医者はお馬鹿さん

医者はお馬鹿さんである。そうでなければ内科や外科の勤務医など出来ない。


学生時代は、かなり遊んだと思う。
勉強は必要最小限。講義は9割は出ていたが。
基礎実習でウエアの上に白衣を着ていて、講師にからかわれた。
でも、実習が終わったら練習に直行したいのだから、仕方ない。
6年になって、院内実習が終わって、試験のシーズンに入ると、下宿から大学まで走って、図書室で勉強した。
数ヶ月続く卒業試験。異常にハイになったり、ブルーになったり。
連れとの取るに足らない馬鹿話が何よりも救いだった。
耐えきれなくなるやつも何人か出た。

当時流行った、愛と青春のなんちゃらという士官学校の話の映画を見ていると、自分たちの境遇に割と似ていた。
みんなそれぞれの思いを抱いて学校に入ったが、6年経てば、いなくなるやつが何人かいた。
切ないが、当時の自分にはどうすることもできなかった。

そうして電気スタンドを抱えて国家試験を受け、病棟業務が始まった。合格発表も出てないうちから。

以来、まとまった休みは新婚旅行くらい。
ロードショーやコンサートなど行ったことがない。学会の夜、ライブに顔を出す程度。

それだけ働いて、世の中少しはましになればいいんだけど、ひどくなる一方。


最近高齢者の受診抑制が強まっている。
医療を本当に必要とする人は弱者だ。自分で自分をどうすることもできない。家族もどうすることもできない。
独居で介護度5の老人が、かたくなに入所を拒否し、火の気のない自宅でひとり横たわっていることを希望する。
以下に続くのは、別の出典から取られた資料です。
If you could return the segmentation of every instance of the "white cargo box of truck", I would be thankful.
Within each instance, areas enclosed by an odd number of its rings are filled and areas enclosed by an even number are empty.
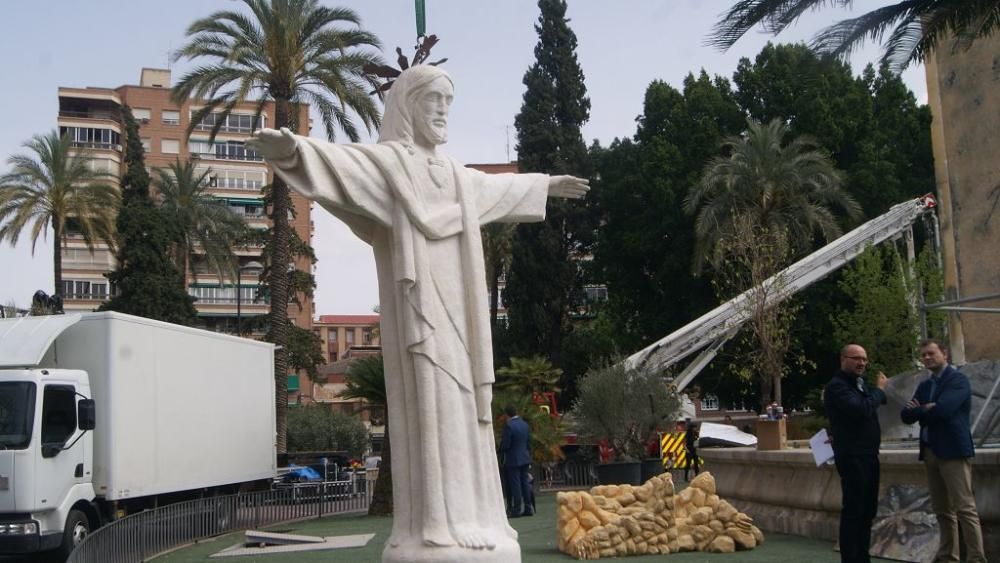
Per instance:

誰の世話にもなりたくないから。
月に1度の訪問診療と日に3回のヘルパー訪問がすべて。
本心では、暖かい所で誰かとつながっているのが幸せと思っても、彼は尊厳にかけて、それを認めはしない。

経済優先の世の中で、彼はこぼれ落ちてしまう。そういう人を相手にするのが医療だと思っていた。


医療崩壊を口実に、混合診療や自由化の流れが強まっている。だが、医療は市場主義にはなじまない。
勤務医には自分の給与と保険収入や医療行政などなんの関係もない。目の前の患者がいるだけだ。

金なんて米と本が買えるだけあればよい、と思っていた。

ああ、医者なんて、本当にお馬鹿さんじゃないと勤まらない。